Florürün yeryüzünde yaygın olarak bulunan bir mineral olduğuna dikkat çeken Başkan Kara, “ Bazı su kaynakları ve gıdalarda da florür bulunmaktadır. Flor iyonu vücutta en çok kemik ve diş gibi sert dokularda birikmektedir. Florürler uzun yıllardır koruyucu diş hekimliği alanında kullanılmakta olup, sistemik yollarla alınan florürlerin minimal etkisi varken, asıl etkisi yerel uygulamalarla oluşmaktadır.
Florür dişler üzerindeki ‘Mine’ tabakasının oluşumu sırasında minenin sağlıklı gelişmesini, iyi mineralize olmasını sağlayarak, çürükten korunma açısından kaliteli bir mine oluşumuna katkıda bulunur.
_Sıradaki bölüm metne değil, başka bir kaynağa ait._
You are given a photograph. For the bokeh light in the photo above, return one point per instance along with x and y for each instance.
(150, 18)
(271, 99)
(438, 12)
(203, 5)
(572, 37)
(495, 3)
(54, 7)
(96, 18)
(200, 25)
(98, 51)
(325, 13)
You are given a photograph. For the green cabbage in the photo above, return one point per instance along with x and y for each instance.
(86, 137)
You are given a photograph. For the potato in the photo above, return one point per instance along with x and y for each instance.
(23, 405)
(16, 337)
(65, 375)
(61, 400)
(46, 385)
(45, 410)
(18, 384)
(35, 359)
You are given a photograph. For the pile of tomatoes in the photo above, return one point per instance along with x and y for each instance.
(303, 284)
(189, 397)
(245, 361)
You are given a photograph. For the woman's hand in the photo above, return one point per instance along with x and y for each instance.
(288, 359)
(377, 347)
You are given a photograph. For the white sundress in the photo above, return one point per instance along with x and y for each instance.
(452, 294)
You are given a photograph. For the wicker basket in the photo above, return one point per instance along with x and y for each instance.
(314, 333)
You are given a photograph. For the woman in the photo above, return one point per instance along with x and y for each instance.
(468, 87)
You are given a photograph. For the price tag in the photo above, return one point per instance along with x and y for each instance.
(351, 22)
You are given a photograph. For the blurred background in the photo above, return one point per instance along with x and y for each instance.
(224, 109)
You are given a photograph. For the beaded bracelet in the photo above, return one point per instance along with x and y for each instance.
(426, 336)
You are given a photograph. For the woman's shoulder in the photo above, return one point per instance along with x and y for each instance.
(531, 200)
Diş yüzeyinde biriken ve gıda artıkları ile bakterilerden oluşan mikrobiyal dental plak üzerinde zararlı asit oluşumunu önleyici etki gösterir. Minenin çözünürlüğünü azaltarak, kendini tamir etmesini destekler. Florür, dişlere sürdükten sonra yerel yolla etki eder. Bu etki, florürlü macunlar, florürlü ağız çalkalama suları (gargaralar), florürlü jeller ve florürlü verniklerle elde edilebilir” dedi.
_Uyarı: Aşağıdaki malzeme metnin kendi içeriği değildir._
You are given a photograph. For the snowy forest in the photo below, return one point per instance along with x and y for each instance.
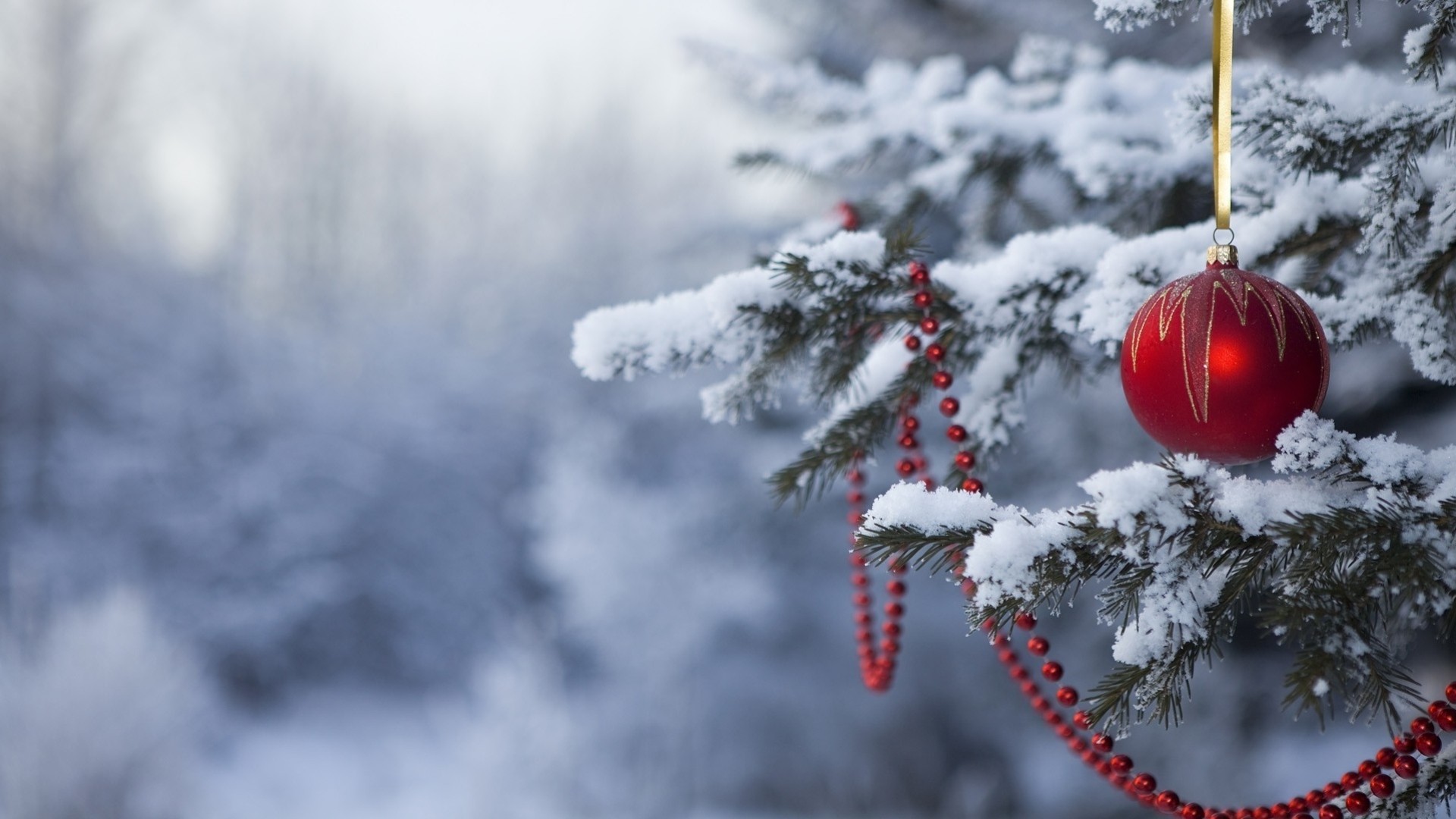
(306, 509)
“OKUL PROGRAMLARINA UYGUNDUR”
Okul tabanlı koruyucu programlar sırasında florürlü vernik uygulaması yaptıklarının da altını çizen Dr. Tuğba Kara, “Florürlü vernik yani cilalar, ilk olarak florürün diş yüzeyine daha uzun süre temasını sağlamak üzere geliştirilmiş ürünlerdir. Ancak bu süreçte florür verniğin tükürükle de etkileşime geçerek mine üzerinde CaF2 tabakası oluşturduğu ve yavaş salınan depo florür görevi gören bu tabakadan, plak pH’sı düştüğünde florür iyonu salındığı tespit edilmiştir. Aynı zamanda yüksek miktarda florür içeren vernikler erken teşhis edilen beyaz lezyonlarda demineralizasyonu azaltarak, remineralizasyonu desteklemektedir. Florür Vernik, 6 yaş altındaki çocuklarda da güvenle uygulanabilmektedir. Klinik dışında da uygulanabildiğinden, okul programlarına uygundur. Başta Kanada ve Kuzey Avrupa Ülkeleri olmak üzere bir çok ülkede uygulanmaktadır. Çürük oluşumunu %30-40 oranında azalttığı gözlemlenmiştir” ifadelerine yer verdi.